Fidelity Bank may have hit another milestone the Fidelity Naira Card is now accepted globally.

This was disclosed in a message sent to Diaspora Digital Media (DDM) via email on Monday.

According to the statement entitled “Your Fidelity Naira Card Now Works Globally; Shop, Pay and Withdraw with Ease!“, customers can buy favourite global brands online using their Fidelity Naira Card.

The band also stated that they can equally pay at POS terminals abroad and make cash withdrawals at ATMs as they travel.

The message reads:

“We’re excited to let you know that your Fidelity Naira Card is now enabled for global use — so you can shop, spend and withdraw internationally with confidence.

“Here’s what you now enjoy every quarter:

Channel

Transaction Limit
ATM Withdrawal abroad $500
Online/Web & POS Payments $ 1,000

“What does this mean for you?

  • Shop your favourite global brands online
  • Pay at POS terminals abroad with ease
  • Withdraw cash at ATMs when you travel.”

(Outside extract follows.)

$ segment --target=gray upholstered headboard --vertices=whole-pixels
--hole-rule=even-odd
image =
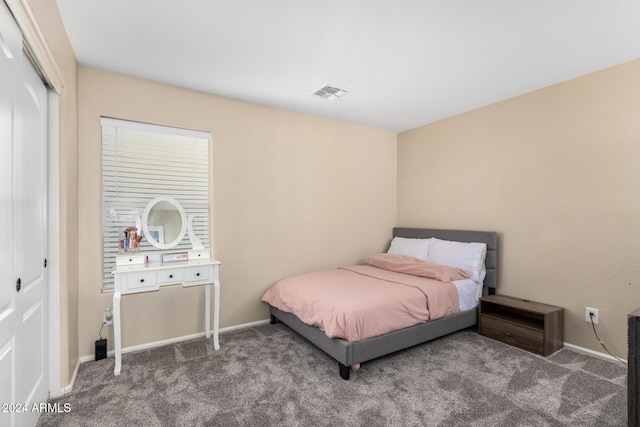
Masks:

The statement, however, noted that the $1,000 quarterly limit applies to all international transactions combined, including ATM withdrawals, online purchases, and POS payments.

The bank urged customers who may need assistance with setting card limits or activating their cards for global use, to contact the bank’s customers care “Centre Trueserve”, which is available round the clock, whether in Nigeria, or outside the country.

“Your world, your card — spend smart, spend globally with Fidelity,” the message concludes.